Vinos de Jerez – Manzanilla

La manzanilla es un vino blanco y seco elaborado a partir de la uva jerezana por excelencia, palomino, y envejecido bajo una capa de levadura llamada velo de flor. Su producción se da en exclusividad en bodegas de la ciudad gaditana de Sanlúcar de Barrameda, bajo el Marco de Jerez y el Consejo Regulador de la Denominación de Origen Manzanilla-Sanlúcar de Barrameda.

Debido a las características del clima de la ciudad, en la costa del Océano Atlántico y en la desembocadura del río Guadalquivir, el caldo madura de una forma peculiar que lo hace diferenciar del resto de vinos del Marco. Las marismas junto a la ciudad que dotan de ausencia de relieve a la zona tienen también una influencia a destacar en el resultado final.

Es un vino pálido, de color amarillo pajizo y brillante. De aroma punzante y aflorado, que hace recordar a la almendra y la panadería. Al paladar, es fresco y delicado, suave y ligero, a pesar de su final seco. Posee una graduación que según su regulación puede oscilar entre un 155 y 17% de alcohol en volumen. Se debe servir muy frío, entre 6º y 8º C.

La manzanilla al igual que el vino fino es un vino ideal para el acompañamiento de todo tipo de tapas, especialmente aquellas con ingredientes provenientes del mar como el marisco. De igual forma, acompañan de forma brillante a salazones y embutidos. Gambas, mojamas, o boquerones en vinagre son también alimentos ideales para su acompañamiento. El típico “pescaito” frito de Cádiz, arroces con mariscos, o pescados cocinados al horno son platos estrellas con lo que acompañarlo. Un buen salmorejo andaluz, pimientos asados de Conil o cualquier tipo de ensaladas son, de igual forma, platos que le viene muy bien.

La realidad es que los matices que diferencian al Fino de la Manzanilla son mínimos ya que surgen de la misma uva y proceso de elaboración.
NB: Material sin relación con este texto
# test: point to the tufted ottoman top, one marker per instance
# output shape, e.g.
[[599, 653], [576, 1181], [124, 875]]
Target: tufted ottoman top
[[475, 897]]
En Jerez sin embargo, el velo de flor desaparece por efecto del calor y la manzanilla se convierte en fino. Mientras que en Sanlúcar de Barrameda, el velo aguanta todo el año, gracias al clima suave que impregna el Guadalquivir. Estos pequeños matices afectan al color y aromas de ambos que suelen ser ligeramente distintos al bebedor experimentado.